The Tongariro Alpine Crossing is 19.4 km long and rated one of the best one day hikes in the world. With diverse landscapes that included scrub bush, streams, steep staircase ascents, volcanic cones, old lava flows, craters, emerald lakes, a blue lake and finally a lush forest with waterfalls, it lived up to all the hype. With so much to see and photograph it was easy to fall behind the six hour pace we had set for ourselves. Since the track is one-way, it is necessary to either catch a shuttle or hitchhike back to the car
With the sun dropping fast we found a campsite, set up the tent and headed out for a burger and fries dinner across from the Chateau Tongariro. There were billions of stars in the sky but none were recognizable from our southern hemisphere vantage point. We kept warm overnight with many layers on, including the New Zealand merino wool we'd purchased in Ottawa on Jason's friend Mike's recommendation.
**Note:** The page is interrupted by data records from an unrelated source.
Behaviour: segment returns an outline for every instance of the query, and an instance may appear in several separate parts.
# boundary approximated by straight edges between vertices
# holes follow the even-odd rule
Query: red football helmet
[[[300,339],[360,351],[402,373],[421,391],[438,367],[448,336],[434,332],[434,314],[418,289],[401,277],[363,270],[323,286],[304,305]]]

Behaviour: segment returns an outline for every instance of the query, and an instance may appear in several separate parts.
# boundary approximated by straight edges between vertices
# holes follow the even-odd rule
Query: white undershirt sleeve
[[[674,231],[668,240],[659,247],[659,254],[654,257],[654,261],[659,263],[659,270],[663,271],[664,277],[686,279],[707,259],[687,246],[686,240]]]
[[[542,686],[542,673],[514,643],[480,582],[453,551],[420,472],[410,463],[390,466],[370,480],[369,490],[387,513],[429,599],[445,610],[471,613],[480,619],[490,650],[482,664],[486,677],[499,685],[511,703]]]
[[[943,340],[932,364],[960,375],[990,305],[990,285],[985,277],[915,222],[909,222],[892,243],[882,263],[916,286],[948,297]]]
As our alarms went off before sunrise our hopes of seeing a few Lord of the Rings sights on the way to Wellington were dashed due to time constraints. We snoozed as daylight gave shape to the world around us, then packed up and hit the road again.
New Zealand is not a land of broad multi-lane highways. As the main ones wind through the countryside, they have only one lane in each direction and passing lanes at regular intervals. The highway widened a little as we approached the capital city of Wellington in the southern North Island where we had a ferry to catch.
It being a beautiful day and thinking we had enough time for lunch and a visit to the Mount Victoria lookout, we secured Subway subs and drove to the summit. Wonderful views of the city, harbour and surrounding sea awaited us, but we had no time to eat. Then we got lost trying to find the ferry terminal and the stress got the better of both of us. We eventually righted the ship and made it to the car queue in time.